How an answer is composed
The path under the hood is short and conservative.
- Encode the question into a fingerprint.
- Retrieve the top-ranked principles and conclusions nearest that fingerprint, filtered by a minimum conviction threshold.
- Pull the supporting claims for each retrieved principle.
- Hand the principles (as axioms) and claims (as evidence) to a language model with a strict contract: produce an answer, cite which principle grounds each part, note caveats.
- Validate that the answer does not contradict the retrieved principles with a coherence check.
- Generate an adversarial counter-position to the leaned-on principles and include its strongest objection as a caveat.
- Run a final consistency check before returning the answer.
The verbatim-citation rule
The single load-bearing rule of every public-facing surface is the verbatim citation contract: any quoted span the answer leans on must appear word-for-word in the cited source. The validator checks this on every answer. When a quoted span does not match, the answer is not retried with a fix-it prompt — it is rejected, and the Oracle abstains.
The same rule echoes through the stack. Currents abstains rather than publish an opinion whose quote is not in any source.

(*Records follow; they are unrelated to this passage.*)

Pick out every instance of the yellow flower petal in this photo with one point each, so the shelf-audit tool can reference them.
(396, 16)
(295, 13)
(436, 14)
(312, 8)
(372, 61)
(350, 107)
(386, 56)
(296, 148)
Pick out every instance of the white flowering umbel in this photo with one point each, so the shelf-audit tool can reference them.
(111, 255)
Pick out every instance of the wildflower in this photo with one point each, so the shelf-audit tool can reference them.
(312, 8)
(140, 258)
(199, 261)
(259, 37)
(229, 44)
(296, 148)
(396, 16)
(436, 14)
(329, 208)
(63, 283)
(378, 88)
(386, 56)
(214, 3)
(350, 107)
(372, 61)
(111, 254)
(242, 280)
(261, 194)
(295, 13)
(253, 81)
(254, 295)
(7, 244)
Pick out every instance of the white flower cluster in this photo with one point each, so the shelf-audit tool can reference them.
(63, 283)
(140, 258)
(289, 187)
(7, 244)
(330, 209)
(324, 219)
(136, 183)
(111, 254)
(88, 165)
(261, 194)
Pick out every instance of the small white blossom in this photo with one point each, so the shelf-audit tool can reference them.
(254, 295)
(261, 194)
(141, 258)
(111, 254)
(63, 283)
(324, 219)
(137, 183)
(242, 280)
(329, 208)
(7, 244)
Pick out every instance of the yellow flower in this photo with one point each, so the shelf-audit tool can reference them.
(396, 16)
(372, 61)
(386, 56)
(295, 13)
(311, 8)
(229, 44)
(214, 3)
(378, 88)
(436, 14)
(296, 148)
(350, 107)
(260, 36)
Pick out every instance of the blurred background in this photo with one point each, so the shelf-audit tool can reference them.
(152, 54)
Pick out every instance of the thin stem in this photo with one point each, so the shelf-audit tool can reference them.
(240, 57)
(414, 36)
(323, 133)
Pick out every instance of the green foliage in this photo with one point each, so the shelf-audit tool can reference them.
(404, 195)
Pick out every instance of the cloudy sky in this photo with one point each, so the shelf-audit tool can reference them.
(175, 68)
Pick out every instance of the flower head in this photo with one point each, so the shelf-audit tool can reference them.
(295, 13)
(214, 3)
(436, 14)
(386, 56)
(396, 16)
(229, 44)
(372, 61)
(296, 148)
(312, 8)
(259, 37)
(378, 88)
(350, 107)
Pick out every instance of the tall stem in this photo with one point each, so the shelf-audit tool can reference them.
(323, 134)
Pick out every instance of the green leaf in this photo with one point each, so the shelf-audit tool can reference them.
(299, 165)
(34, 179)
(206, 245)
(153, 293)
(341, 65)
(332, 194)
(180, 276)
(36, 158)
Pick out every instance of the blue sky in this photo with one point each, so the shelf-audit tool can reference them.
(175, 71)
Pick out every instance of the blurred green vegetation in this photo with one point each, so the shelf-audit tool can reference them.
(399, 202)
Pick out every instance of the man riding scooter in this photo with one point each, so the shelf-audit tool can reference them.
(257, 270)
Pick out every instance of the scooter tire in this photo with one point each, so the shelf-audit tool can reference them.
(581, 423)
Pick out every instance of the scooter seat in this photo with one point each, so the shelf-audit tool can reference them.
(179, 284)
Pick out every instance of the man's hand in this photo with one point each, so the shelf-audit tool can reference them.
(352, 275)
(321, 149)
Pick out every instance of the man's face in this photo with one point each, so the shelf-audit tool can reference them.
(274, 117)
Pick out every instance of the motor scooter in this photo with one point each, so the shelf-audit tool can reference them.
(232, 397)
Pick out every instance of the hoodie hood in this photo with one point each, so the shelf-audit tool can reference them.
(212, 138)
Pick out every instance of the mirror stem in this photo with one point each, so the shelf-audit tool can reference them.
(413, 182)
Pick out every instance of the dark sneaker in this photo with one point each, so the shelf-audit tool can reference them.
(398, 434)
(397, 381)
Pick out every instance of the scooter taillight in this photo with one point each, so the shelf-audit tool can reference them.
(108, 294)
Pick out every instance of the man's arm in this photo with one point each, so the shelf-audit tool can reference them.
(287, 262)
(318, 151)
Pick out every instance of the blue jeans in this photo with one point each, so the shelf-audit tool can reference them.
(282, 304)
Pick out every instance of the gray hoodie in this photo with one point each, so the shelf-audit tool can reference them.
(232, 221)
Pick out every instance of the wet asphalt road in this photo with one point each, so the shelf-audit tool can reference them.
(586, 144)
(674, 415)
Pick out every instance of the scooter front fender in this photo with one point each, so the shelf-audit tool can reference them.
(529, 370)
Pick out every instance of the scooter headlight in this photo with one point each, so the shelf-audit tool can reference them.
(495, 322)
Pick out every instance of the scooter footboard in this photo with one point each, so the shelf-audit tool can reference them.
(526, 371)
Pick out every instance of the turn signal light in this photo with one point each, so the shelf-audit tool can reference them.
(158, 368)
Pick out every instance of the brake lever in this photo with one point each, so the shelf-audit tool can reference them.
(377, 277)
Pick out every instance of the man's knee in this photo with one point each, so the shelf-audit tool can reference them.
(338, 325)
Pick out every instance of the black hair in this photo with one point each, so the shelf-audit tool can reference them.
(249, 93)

Forecasts abstains rather than ship a prediction whose reasoning cites a span that is not there.
Confidence bands
Each answer carries a band based on the strength and breadth of the citation chain.
- high — supported by multiple independent citations, including at least one principle or conclusion.
- medium — supported by at least one citation that directly addresses the question.
- low — citations exist but only weakly support the answer; treat as a starting point.
- abstain — the corpus is too thin or off-topic to answer. The Oracle returns no answer text and explains what material it would have needed.
Hallucination warning, and what to do with low confidence
When post-hoc verification finds the answer contains a span the cited sources do not unambiguously support, the system surfaces a hallucination badge. The badge does not mean the answer is wrong; it means the support is weaker than the prose makes it sound. The recommended response is to read the cited sources, decide whether the unsupported span is a paraphrase that survives, and narrow the question if it does not.
Low confidence does not mean probably wrong. It means the corpus will not let the Oracle commit to a sharper answer. Standard responses are to add corpus on the topic, narrow the question, or accept the abstention.
Inverse inference
A specialty mode runs the inverse question: given that an event happened, what does it imply about (or refute in) the firm's existing positions? The result is a list of supporting implications, refuted implications with severity, a transparency list of irrelevant principles, and a blindspot report of entities, mechanisms, or adjacent topics the corpus is missing in light of the event.